Mög­lich wäre es natür­lich. Prof. Dr. Klaus Berns­mann ist ein Mit­glied des Ehren­rats. Was viele nicht wissen, ist, dass Herr Berns­mann jah­re­lang der Rechts­an­walt von Cle­mens Tön­nies war. Ob er das immer noch ist, ist mir nicht bekannt. Jeden­falls sieht es so aus, dass Herr Berns­mann ein enger Ver­trauter von Herrn Tön­nies ist. Ob das aber seine Stimme pro oder contra Tön­nies in irgend­einer Form beein­flusst, kann ich nicht beur­teilen.

Im Falle eines Rück­tritts: Befürchten Sie, dass ein Image­schaden für den Verein bleibt?
Nein, das befürchte ich ganz und gar nicht. Der FC Schalke 04 hat jetzt die große Chance, welt­weit für alle öffent­lich einen enormen Image­ge­winn zu erzielen. In dem der Klub sich klar gegen Ras­sismus posi­tio­niert, seine mora­li­schen Werte ver­tei­digt und Herrn Tön­nies die Tür zeigt. Etwas, das ein sol­cher Verein mit dieser His­torie meiner Mei­nung nach auch zwin­gend machen muss.

Glauben Sie, dass sich die Schlag­zeilen um den Ver­eins­chef negativ auf sport­liche Belange aus­wirken könnten?
Das glaube ich eher weniger. Natür­lich wird diese Geschichte ein Thema in der Kabine sein. Aber des­wegen wird keiner Spieler einen Pass unsauber spielen, die Ball­an­nahme ver­sauen oder das Tor nicht treffen. Das geht auch so. (lacht)

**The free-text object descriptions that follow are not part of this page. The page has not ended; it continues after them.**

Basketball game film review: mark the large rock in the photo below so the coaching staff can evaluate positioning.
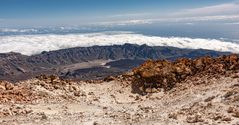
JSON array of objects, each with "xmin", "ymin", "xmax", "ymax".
[{"xmin": 132, "ymin": 54, "xmax": 239, "ymax": 92}]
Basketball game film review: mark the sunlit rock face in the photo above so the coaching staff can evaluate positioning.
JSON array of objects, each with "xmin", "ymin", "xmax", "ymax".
[{"xmin": 132, "ymin": 54, "xmax": 239, "ymax": 91}]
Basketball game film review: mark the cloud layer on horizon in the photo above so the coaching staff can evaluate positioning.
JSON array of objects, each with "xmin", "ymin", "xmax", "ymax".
[
  {"xmin": 96, "ymin": 2, "xmax": 239, "ymax": 26},
  {"xmin": 172, "ymin": 3, "xmax": 239, "ymax": 17},
  {"xmin": 0, "ymin": 32, "xmax": 239, "ymax": 56}
]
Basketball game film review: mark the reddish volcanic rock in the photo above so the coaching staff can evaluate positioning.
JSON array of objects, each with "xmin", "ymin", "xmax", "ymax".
[
  {"xmin": 0, "ymin": 81, "xmax": 37, "ymax": 103},
  {"xmin": 132, "ymin": 54, "xmax": 239, "ymax": 93}
]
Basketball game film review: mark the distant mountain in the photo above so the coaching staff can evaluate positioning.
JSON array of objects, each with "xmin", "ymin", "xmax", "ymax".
[{"xmin": 0, "ymin": 44, "xmax": 230, "ymax": 82}]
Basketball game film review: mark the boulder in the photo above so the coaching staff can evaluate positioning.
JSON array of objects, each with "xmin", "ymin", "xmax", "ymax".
[{"xmin": 132, "ymin": 54, "xmax": 239, "ymax": 93}]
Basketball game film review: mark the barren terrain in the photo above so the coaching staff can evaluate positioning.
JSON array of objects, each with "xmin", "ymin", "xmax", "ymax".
[
  {"xmin": 1, "ymin": 54, "xmax": 239, "ymax": 125},
  {"xmin": 0, "ymin": 72, "xmax": 239, "ymax": 125}
]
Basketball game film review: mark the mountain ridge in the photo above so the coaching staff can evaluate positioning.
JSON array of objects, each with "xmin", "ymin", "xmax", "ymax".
[{"xmin": 0, "ymin": 44, "xmax": 230, "ymax": 82}]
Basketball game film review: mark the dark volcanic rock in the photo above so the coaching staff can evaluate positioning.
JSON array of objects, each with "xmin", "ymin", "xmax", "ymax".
[
  {"xmin": 0, "ymin": 44, "xmax": 230, "ymax": 82},
  {"xmin": 60, "ymin": 67, "xmax": 123, "ymax": 80},
  {"xmin": 105, "ymin": 59, "xmax": 145, "ymax": 70}
]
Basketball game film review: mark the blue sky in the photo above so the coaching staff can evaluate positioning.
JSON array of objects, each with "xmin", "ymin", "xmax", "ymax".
[
  {"xmin": 0, "ymin": 0, "xmax": 239, "ymax": 27},
  {"xmin": 0, "ymin": 0, "xmax": 239, "ymax": 55}
]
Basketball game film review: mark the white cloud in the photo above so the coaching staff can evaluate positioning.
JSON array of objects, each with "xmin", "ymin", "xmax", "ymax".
[
  {"xmin": 95, "ymin": 2, "xmax": 239, "ymax": 26},
  {"xmin": 0, "ymin": 32, "xmax": 239, "ymax": 55},
  {"xmin": 165, "ymin": 15, "xmax": 239, "ymax": 22},
  {"xmin": 173, "ymin": 3, "xmax": 239, "ymax": 17},
  {"xmin": 225, "ymin": 22, "xmax": 239, "ymax": 25},
  {"xmin": 108, "ymin": 13, "xmax": 151, "ymax": 18},
  {"xmin": 185, "ymin": 23, "xmax": 194, "ymax": 25},
  {"xmin": 0, "ymin": 28, "xmax": 38, "ymax": 33},
  {"xmin": 96, "ymin": 15, "xmax": 239, "ymax": 26},
  {"xmin": 96, "ymin": 19, "xmax": 152, "ymax": 26}
]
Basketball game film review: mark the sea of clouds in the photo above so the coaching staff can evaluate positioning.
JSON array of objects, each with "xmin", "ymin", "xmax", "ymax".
[{"xmin": 0, "ymin": 31, "xmax": 239, "ymax": 56}]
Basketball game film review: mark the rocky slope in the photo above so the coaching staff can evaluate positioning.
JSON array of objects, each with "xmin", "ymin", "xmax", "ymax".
[
  {"xmin": 0, "ymin": 55, "xmax": 239, "ymax": 125},
  {"xmin": 0, "ymin": 44, "xmax": 229, "ymax": 82},
  {"xmin": 132, "ymin": 54, "xmax": 239, "ymax": 93}
]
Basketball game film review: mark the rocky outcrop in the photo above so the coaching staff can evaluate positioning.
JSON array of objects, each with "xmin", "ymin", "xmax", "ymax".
[
  {"xmin": 0, "ymin": 80, "xmax": 37, "ymax": 103},
  {"xmin": 0, "ymin": 75, "xmax": 83, "ymax": 104},
  {"xmin": 132, "ymin": 54, "xmax": 239, "ymax": 92}
]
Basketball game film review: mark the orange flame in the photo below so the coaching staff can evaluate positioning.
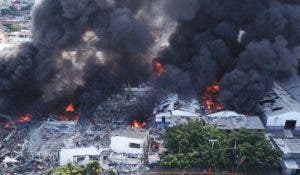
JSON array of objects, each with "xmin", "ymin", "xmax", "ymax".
[
  {"xmin": 153, "ymin": 60, "xmax": 165, "ymax": 76},
  {"xmin": 66, "ymin": 104, "xmax": 75, "ymax": 112},
  {"xmin": 3, "ymin": 113, "xmax": 32, "ymax": 128},
  {"xmin": 203, "ymin": 83, "xmax": 224, "ymax": 113},
  {"xmin": 58, "ymin": 103, "xmax": 79, "ymax": 122},
  {"xmin": 131, "ymin": 120, "xmax": 146, "ymax": 128},
  {"xmin": 15, "ymin": 113, "xmax": 32, "ymax": 123}
]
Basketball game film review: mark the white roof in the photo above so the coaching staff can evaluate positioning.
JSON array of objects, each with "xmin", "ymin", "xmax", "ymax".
[
  {"xmin": 207, "ymin": 110, "xmax": 243, "ymax": 118},
  {"xmin": 267, "ymin": 111, "xmax": 300, "ymax": 119},
  {"xmin": 154, "ymin": 93, "xmax": 201, "ymax": 116},
  {"xmin": 59, "ymin": 147, "xmax": 104, "ymax": 165},
  {"xmin": 0, "ymin": 44, "xmax": 16, "ymax": 51},
  {"xmin": 110, "ymin": 136, "xmax": 145, "ymax": 154},
  {"xmin": 273, "ymin": 139, "xmax": 300, "ymax": 156},
  {"xmin": 278, "ymin": 75, "xmax": 300, "ymax": 103},
  {"xmin": 262, "ymin": 83, "xmax": 300, "ymax": 117},
  {"xmin": 203, "ymin": 110, "xmax": 264, "ymax": 130},
  {"xmin": 2, "ymin": 156, "xmax": 18, "ymax": 164},
  {"xmin": 156, "ymin": 109, "xmax": 200, "ymax": 118},
  {"xmin": 283, "ymin": 159, "xmax": 300, "ymax": 169}
]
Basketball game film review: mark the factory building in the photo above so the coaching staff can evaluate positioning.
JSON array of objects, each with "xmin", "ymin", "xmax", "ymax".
[
  {"xmin": 273, "ymin": 139, "xmax": 300, "ymax": 175},
  {"xmin": 261, "ymin": 83, "xmax": 300, "ymax": 134},
  {"xmin": 203, "ymin": 110, "xmax": 264, "ymax": 130},
  {"xmin": 153, "ymin": 93, "xmax": 201, "ymax": 127}
]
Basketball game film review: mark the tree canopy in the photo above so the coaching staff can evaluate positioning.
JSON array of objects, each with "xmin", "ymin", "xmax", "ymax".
[
  {"xmin": 160, "ymin": 121, "xmax": 282, "ymax": 173},
  {"xmin": 47, "ymin": 161, "xmax": 103, "ymax": 175}
]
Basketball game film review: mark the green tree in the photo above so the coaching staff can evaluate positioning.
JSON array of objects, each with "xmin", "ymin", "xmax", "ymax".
[
  {"xmin": 47, "ymin": 162, "xmax": 84, "ymax": 175},
  {"xmin": 83, "ymin": 161, "xmax": 103, "ymax": 175},
  {"xmin": 47, "ymin": 161, "xmax": 103, "ymax": 175},
  {"xmin": 160, "ymin": 121, "xmax": 282, "ymax": 173}
]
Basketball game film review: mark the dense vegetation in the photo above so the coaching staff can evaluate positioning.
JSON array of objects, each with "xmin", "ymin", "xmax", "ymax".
[
  {"xmin": 160, "ymin": 121, "xmax": 282, "ymax": 173},
  {"xmin": 47, "ymin": 161, "xmax": 103, "ymax": 175}
]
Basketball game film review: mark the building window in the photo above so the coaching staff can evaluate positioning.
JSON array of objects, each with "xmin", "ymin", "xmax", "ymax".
[
  {"xmin": 75, "ymin": 156, "xmax": 85, "ymax": 163},
  {"xmin": 129, "ymin": 143, "xmax": 141, "ymax": 149},
  {"xmin": 285, "ymin": 120, "xmax": 296, "ymax": 130},
  {"xmin": 127, "ymin": 154, "xmax": 138, "ymax": 158},
  {"xmin": 89, "ymin": 155, "xmax": 99, "ymax": 161}
]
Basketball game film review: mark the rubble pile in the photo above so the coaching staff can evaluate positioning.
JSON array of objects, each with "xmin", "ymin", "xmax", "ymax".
[
  {"xmin": 93, "ymin": 93, "xmax": 138, "ymax": 124},
  {"xmin": 0, "ymin": 89, "xmax": 161, "ymax": 174},
  {"xmin": 26, "ymin": 119, "xmax": 80, "ymax": 156},
  {"xmin": 0, "ymin": 124, "xmax": 34, "ymax": 174}
]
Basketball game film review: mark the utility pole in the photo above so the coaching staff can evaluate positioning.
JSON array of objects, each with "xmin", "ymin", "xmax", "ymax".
[{"xmin": 209, "ymin": 139, "xmax": 219, "ymax": 172}]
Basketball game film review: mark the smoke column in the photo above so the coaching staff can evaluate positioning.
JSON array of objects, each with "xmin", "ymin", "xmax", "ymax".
[
  {"xmin": 157, "ymin": 0, "xmax": 300, "ymax": 114},
  {"xmin": 0, "ymin": 0, "xmax": 154, "ymax": 116},
  {"xmin": 1, "ymin": 0, "xmax": 300, "ymax": 117}
]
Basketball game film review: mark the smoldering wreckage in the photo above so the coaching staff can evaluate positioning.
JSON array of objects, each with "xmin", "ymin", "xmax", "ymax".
[{"xmin": 1, "ymin": 0, "xmax": 300, "ymax": 174}]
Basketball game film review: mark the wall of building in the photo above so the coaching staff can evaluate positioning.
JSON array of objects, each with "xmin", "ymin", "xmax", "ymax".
[
  {"xmin": 110, "ymin": 136, "xmax": 146, "ymax": 155},
  {"xmin": 266, "ymin": 111, "xmax": 300, "ymax": 130}
]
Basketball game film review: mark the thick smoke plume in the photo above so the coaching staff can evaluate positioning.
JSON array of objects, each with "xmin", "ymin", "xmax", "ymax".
[
  {"xmin": 0, "ymin": 0, "xmax": 154, "ymax": 116},
  {"xmin": 1, "ymin": 0, "xmax": 300, "ymax": 118},
  {"xmin": 157, "ymin": 0, "xmax": 300, "ymax": 114}
]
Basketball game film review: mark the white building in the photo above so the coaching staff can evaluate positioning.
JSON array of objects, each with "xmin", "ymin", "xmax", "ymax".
[
  {"xmin": 203, "ymin": 110, "xmax": 264, "ymax": 130},
  {"xmin": 273, "ymin": 139, "xmax": 300, "ymax": 175},
  {"xmin": 109, "ymin": 129, "xmax": 149, "ymax": 172},
  {"xmin": 261, "ymin": 83, "xmax": 300, "ymax": 134},
  {"xmin": 154, "ymin": 93, "xmax": 201, "ymax": 127},
  {"xmin": 59, "ymin": 146, "xmax": 105, "ymax": 166}
]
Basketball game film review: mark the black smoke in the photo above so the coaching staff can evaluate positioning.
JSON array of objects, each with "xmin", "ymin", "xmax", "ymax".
[
  {"xmin": 1, "ymin": 0, "xmax": 300, "ymax": 118},
  {"xmin": 157, "ymin": 0, "xmax": 300, "ymax": 114},
  {"xmin": 0, "ymin": 0, "xmax": 154, "ymax": 116}
]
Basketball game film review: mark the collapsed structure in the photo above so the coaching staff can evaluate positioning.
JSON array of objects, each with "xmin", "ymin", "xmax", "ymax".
[{"xmin": 154, "ymin": 94, "xmax": 201, "ymax": 127}]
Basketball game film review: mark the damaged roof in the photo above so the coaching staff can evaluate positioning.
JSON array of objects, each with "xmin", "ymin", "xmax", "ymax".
[
  {"xmin": 261, "ymin": 83, "xmax": 300, "ymax": 117},
  {"xmin": 153, "ymin": 93, "xmax": 201, "ymax": 115},
  {"xmin": 203, "ymin": 110, "xmax": 264, "ymax": 130}
]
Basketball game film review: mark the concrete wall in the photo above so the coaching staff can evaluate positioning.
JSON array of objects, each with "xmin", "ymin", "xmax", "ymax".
[{"xmin": 266, "ymin": 111, "xmax": 300, "ymax": 128}]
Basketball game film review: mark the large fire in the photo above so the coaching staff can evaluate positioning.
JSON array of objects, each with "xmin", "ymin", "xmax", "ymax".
[
  {"xmin": 3, "ymin": 113, "xmax": 32, "ymax": 128},
  {"xmin": 58, "ymin": 103, "xmax": 79, "ymax": 121},
  {"xmin": 153, "ymin": 60, "xmax": 165, "ymax": 76},
  {"xmin": 15, "ymin": 113, "xmax": 32, "ymax": 123},
  {"xmin": 65, "ymin": 104, "xmax": 75, "ymax": 112},
  {"xmin": 131, "ymin": 120, "xmax": 146, "ymax": 129},
  {"xmin": 203, "ymin": 83, "xmax": 224, "ymax": 113}
]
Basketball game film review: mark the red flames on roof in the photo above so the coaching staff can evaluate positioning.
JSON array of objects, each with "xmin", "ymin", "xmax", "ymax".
[
  {"xmin": 58, "ymin": 103, "xmax": 79, "ymax": 121},
  {"xmin": 65, "ymin": 104, "xmax": 75, "ymax": 112},
  {"xmin": 153, "ymin": 60, "xmax": 165, "ymax": 76},
  {"xmin": 3, "ymin": 113, "xmax": 32, "ymax": 128},
  {"xmin": 130, "ymin": 120, "xmax": 146, "ymax": 129},
  {"xmin": 203, "ymin": 83, "xmax": 224, "ymax": 113},
  {"xmin": 15, "ymin": 113, "xmax": 32, "ymax": 123}
]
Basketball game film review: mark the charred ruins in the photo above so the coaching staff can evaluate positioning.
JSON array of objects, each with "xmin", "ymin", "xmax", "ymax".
[{"xmin": 1, "ymin": 0, "xmax": 300, "ymax": 174}]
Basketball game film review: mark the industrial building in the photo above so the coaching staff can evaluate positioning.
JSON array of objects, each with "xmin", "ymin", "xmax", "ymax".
[
  {"xmin": 154, "ymin": 93, "xmax": 201, "ymax": 127},
  {"xmin": 261, "ymin": 83, "xmax": 300, "ymax": 134},
  {"xmin": 203, "ymin": 110, "xmax": 264, "ymax": 130},
  {"xmin": 273, "ymin": 139, "xmax": 300, "ymax": 175}
]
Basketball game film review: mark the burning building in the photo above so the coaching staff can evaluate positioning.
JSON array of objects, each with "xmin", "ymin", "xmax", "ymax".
[{"xmin": 1, "ymin": 0, "xmax": 300, "ymax": 174}]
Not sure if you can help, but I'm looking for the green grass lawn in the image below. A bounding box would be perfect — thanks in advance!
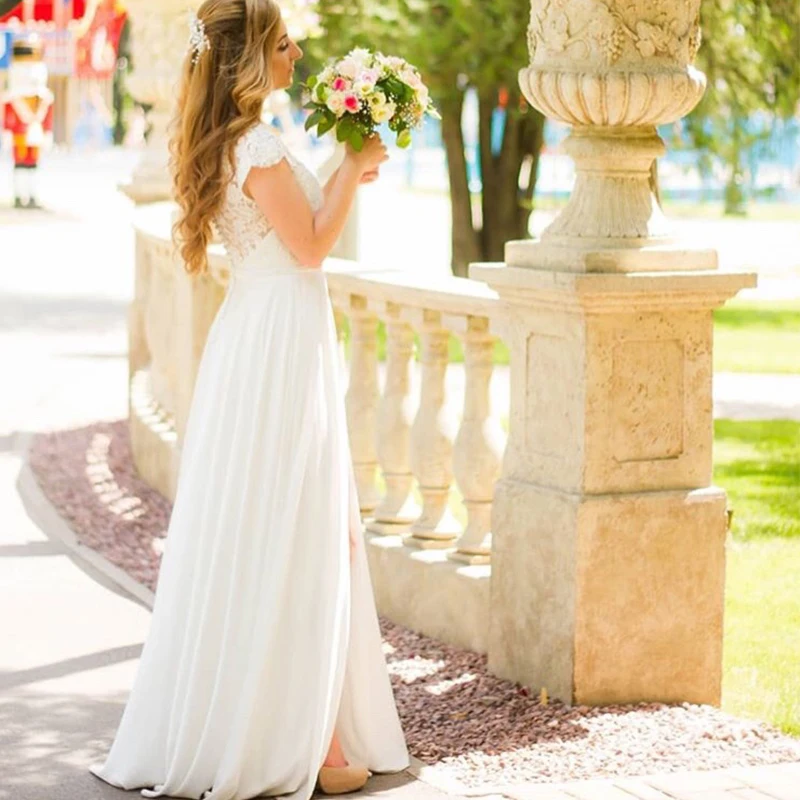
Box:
[715,420,800,736]
[714,300,800,374]
[347,298,800,375]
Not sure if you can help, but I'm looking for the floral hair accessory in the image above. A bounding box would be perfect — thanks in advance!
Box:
[188,12,210,64]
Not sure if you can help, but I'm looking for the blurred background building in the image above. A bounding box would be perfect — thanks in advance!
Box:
[0,0,127,147]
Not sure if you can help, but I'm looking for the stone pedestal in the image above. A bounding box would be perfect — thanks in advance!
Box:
[120,0,197,204]
[470,266,755,705]
[468,0,757,706]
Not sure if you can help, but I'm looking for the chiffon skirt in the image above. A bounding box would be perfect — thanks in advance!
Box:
[90,254,409,799]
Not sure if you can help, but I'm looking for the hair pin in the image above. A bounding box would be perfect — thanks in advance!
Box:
[188,11,211,64]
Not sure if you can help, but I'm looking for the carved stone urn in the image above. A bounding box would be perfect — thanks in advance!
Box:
[509,0,714,272]
[121,0,197,204]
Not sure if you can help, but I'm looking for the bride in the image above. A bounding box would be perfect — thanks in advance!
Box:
[89,0,409,798]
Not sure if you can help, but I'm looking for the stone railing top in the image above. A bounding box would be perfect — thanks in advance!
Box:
[324,258,499,320]
[472,262,757,313]
[134,203,501,327]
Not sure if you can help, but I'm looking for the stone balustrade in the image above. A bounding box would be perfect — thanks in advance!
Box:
[129,204,508,654]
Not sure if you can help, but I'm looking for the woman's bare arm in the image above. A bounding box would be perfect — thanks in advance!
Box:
[323,166,340,201]
[323,159,380,201]
[244,137,387,270]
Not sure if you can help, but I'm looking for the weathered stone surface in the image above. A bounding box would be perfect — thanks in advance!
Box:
[472,264,753,705]
[365,532,490,655]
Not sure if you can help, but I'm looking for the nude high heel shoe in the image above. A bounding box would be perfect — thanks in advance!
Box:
[317,765,371,795]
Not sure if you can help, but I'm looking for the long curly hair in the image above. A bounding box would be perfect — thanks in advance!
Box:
[170,0,283,275]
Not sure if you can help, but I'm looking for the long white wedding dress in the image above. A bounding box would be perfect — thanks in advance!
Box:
[90,122,409,800]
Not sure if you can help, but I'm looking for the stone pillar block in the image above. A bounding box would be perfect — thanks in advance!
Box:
[471,264,755,705]
[491,481,727,705]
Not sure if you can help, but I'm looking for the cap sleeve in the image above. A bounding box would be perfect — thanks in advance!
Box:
[235,124,290,191]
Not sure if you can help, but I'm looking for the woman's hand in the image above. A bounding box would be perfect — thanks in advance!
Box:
[359,168,380,185]
[345,134,388,175]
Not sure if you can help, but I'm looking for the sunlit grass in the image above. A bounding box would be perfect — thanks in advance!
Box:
[716,420,800,736]
[714,300,800,374]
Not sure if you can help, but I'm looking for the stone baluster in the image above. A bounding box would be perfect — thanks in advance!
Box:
[129,231,153,382]
[447,315,506,564]
[333,307,348,369]
[368,303,420,535]
[406,309,461,548]
[344,296,381,514]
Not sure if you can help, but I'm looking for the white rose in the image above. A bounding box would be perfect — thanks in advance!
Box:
[319,65,335,85]
[415,85,429,105]
[349,47,372,66]
[337,56,359,80]
[326,92,347,117]
[353,79,374,97]
[368,90,387,107]
[357,67,379,88]
[372,102,396,124]
[400,68,422,89]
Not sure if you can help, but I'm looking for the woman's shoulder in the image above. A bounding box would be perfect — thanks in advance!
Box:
[234,122,291,189]
[236,122,289,163]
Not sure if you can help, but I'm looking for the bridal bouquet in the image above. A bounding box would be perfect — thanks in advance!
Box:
[303,48,440,151]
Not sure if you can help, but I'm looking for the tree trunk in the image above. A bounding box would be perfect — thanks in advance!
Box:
[440,93,480,277]
[443,87,546,275]
[478,88,545,263]
[518,108,546,233]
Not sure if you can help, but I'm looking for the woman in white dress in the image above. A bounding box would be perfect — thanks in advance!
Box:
[89,0,409,797]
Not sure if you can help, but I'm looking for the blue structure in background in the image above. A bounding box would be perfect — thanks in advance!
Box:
[294,88,799,204]
[434,109,800,203]
[0,30,11,70]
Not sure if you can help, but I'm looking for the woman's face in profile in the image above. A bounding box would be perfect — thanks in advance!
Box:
[271,19,303,90]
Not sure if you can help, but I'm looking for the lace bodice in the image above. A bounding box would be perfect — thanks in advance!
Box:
[215,123,324,268]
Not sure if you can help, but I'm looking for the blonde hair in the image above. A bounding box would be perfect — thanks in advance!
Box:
[170,0,283,275]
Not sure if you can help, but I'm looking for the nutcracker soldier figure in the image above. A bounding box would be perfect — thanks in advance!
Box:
[1,34,54,209]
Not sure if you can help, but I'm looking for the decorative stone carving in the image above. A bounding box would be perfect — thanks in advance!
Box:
[122,0,197,203]
[512,0,714,273]
[526,0,702,68]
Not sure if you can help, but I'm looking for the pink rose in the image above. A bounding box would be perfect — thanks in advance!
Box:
[344,93,360,113]
[332,76,349,92]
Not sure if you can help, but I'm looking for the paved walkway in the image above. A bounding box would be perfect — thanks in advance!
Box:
[1,146,799,800]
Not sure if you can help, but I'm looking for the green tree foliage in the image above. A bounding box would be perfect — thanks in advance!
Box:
[309,0,545,276]
[681,0,800,214]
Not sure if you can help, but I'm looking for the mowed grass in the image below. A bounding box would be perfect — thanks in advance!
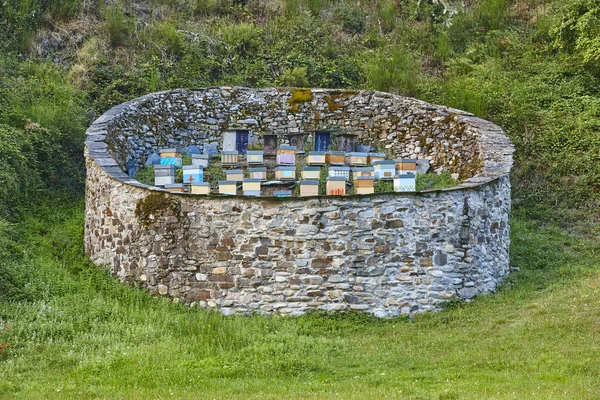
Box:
[1,203,599,399]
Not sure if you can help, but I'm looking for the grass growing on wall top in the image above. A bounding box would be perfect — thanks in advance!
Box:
[1,206,600,398]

Wenn Sie zum Ehrenrat gehören würden: Was würden Sie Tön­nies sagen und emp­fehlen?
Ich würde Ihm für seine jah­re­langen Bemü­hungen und Dienste für den FC Schalke 04 danken. Aber auch klar und deut­lich ver­mit­teln, dass es in dieser Ange­le­gen­heit um die Werte des Klubs geht, auch um die Zukunft und das hier jetzt Schluss ist. Keine Person ist größer als der Verein – auch Herr Tön­nies nicht.